Only two UK regions – the North West and South East – are on course to hit the Government’s new 2030 smoke-free target, according to analysis of ONS data carried out by British American Tobacco UK (BAT UK).
The Government recently published its green paper ‘Advancing our health: prevention in the 2020s’, outlining its strategy to reduce the smoking rate to below 5% of the population by 2030.
Smoking levels vary considerably depending on where you are in the UK and by analysing ONS trends from 2011 to 2018, BAT can reveal which regions are on a trajectory to meet the Government’s target and which are on course to miss out.
The North West is set to have the lowest smoking level by 2030, at just 4% of its population, thanks to the steep rate of decline it has seen over the last eight years, while the South East, which currently boasts the lowest smoking rate in the UK, is on course to have a smoking population of 4.9% by 2030.

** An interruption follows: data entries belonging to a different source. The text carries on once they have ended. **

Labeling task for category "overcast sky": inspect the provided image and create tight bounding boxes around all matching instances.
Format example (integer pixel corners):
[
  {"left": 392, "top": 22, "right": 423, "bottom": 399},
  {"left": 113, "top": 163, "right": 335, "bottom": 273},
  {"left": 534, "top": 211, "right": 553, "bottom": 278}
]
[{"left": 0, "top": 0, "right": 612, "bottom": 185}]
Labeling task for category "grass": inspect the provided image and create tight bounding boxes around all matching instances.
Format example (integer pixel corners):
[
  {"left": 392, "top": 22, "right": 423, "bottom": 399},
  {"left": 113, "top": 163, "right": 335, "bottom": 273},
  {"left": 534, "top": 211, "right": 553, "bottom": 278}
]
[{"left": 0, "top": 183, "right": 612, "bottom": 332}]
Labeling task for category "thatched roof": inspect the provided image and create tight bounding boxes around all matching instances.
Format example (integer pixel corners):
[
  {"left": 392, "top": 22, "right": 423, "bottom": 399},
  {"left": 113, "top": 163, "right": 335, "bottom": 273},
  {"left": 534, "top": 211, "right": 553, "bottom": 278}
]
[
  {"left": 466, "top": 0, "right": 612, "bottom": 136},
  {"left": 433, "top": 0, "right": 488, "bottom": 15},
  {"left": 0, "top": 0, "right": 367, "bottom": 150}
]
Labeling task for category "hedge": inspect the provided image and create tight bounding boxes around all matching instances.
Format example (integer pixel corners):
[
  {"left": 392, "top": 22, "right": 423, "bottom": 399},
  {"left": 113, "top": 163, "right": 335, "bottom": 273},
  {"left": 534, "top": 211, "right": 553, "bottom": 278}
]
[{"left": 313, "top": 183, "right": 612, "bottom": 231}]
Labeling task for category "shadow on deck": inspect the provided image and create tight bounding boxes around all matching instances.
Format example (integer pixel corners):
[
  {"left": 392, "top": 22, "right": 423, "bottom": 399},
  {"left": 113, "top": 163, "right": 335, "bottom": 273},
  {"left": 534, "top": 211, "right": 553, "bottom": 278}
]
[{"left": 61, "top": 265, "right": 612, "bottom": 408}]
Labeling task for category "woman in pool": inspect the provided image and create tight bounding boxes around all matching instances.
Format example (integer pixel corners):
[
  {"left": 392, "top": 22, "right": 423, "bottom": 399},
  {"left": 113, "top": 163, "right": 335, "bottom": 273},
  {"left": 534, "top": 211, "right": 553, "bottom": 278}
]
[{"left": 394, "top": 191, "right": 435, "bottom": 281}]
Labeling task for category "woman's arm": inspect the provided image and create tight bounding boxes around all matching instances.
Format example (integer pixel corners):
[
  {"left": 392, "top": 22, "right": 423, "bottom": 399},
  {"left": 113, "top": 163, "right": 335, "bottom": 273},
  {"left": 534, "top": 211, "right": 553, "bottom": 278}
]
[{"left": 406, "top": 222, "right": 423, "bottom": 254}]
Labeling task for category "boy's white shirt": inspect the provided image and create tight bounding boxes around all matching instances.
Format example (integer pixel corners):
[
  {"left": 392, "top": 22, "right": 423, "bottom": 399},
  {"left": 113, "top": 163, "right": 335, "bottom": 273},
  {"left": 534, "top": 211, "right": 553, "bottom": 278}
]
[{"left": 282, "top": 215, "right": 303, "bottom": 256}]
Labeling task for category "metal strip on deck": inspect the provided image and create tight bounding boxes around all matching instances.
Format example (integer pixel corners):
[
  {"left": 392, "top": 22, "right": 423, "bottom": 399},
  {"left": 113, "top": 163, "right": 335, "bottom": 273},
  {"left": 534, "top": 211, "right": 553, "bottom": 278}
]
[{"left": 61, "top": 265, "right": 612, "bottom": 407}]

At the other end of the spectrum, Northern Ireland will need impactful new policies if it is to reach the 2030 target as its current trajectory gives it a smoking rate of 10.5% in 2030, while the East Midlands, on course for 9.3% by 2030, will also need to see a faster rate of decline.
As a whole, the UK is on course to narrowly miss out on the 2030 target, with the current trajectory putting the smoking rate at 6.4% – roughly 3.2million people based on today’s population. The age group that is seeing the fastest rate of smoking decline is 18-24-year-olds, while over-65s are experiencing the slowest rate of decline.
Men and women have seen equal average annual rates of decline in smoking over the last eight years and are both on course to miss out on the Government’s 2030 target, with the female smoking population in the UK set to fall to 5.2% and the male population 7.6%.
While most regions are on course to miss the Government’s target, many local councils, who are responsible for local tobacco cessation programmes, refuse to work with or seek advice from e-cigarette manufacturers such as BAT. This is despite highly successful trials using e-cigarettes within stop smoking services, such as that of Birmingham City Council, who reported an 83% quit rate after a 2016 test with nine pharmacies.